Samuel (“Sam”) M. Kaynard was a nationally recognized expert in the field of labor law and labor management relations.
Sam Kaynard enjoyed a long and very distinguished career as a labor lawyer that began at the National Labor Relations Board in 1946. He was one of only a few career employees of the agency to have enforced the National Labor Relations Act (also known as the Wagner Act) as originally passed in 1935, and later amended by the Taft-Hartley and Landrum-Griffin Acts in 1947 and 1959. Mr. Kaynard was most well known as the Director of the Brooklyn Regional Office of the NLRB, which he founded in 1964 and ran until 1986, when he retired from the NLRB after 40 years of dedicated service. That office is one of the NLRB’s busiest, handling unfair labor practice cases and union representation elections in Brooklyn, Queens, Staten Island and on Long Island.
Following his retirement from the NLRB, Mr. Kaynard continued his practice at Proskauer Rose LLP (then Proskauer Rose Goetz & Mendelsohn) a national law firm with 475 attorneys. He was a valued source of insightful advice for the more than 100 lawyers at the firm who specialize in labor and employment law. He left the Proskauer firm in 1994 to become an arbitrator. He passed away in 1997 at his home in Roslyn Estates, New York.

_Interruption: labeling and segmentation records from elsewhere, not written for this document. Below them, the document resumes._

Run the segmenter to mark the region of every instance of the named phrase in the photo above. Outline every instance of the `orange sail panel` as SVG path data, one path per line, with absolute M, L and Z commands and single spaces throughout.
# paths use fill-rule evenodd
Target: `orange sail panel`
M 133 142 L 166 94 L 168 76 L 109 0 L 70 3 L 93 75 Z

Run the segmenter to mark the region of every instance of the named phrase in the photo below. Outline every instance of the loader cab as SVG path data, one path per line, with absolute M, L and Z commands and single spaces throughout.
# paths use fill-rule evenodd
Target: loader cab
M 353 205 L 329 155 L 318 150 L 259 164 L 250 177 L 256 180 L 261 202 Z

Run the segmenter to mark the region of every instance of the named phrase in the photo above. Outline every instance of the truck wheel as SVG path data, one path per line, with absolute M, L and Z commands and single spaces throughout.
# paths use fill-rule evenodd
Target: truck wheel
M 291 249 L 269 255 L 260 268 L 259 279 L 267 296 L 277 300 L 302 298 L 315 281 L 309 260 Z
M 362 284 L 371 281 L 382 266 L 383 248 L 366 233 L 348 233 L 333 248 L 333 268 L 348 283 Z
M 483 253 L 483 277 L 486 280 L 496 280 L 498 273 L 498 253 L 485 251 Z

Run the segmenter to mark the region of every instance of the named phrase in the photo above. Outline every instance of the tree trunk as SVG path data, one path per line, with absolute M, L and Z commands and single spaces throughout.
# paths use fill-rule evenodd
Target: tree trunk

Mr. Kaynard was an active participant and supporter of many philanthropic organizations, including the UJA-Federation and the Labor and Employment Law and Employee Benefits Specialty Group.
After practicing law, Mr. Kaynard’s greatest love was teaching it. Over the course of his career, he was a member of the faculty at New York University School of Law, from which he graduated first in his class and valedictorian in 1942. He also taught at Fordham Law School, Brooklyn Law School, and from 1986 until his death, the Hofstra University School of Law, where he was Professor Emeritus and faculty advisor to the Labor Law Journal. Law firms throughout the City and State of New York are filled with Mr. Kaynard’s students. In addition to his academic pursuits, Mr. Kaynard was active in bar associations at the local, state and national level. He served on the Executive Committee of the Labor and Employment Law Section of the New York State Bar Association.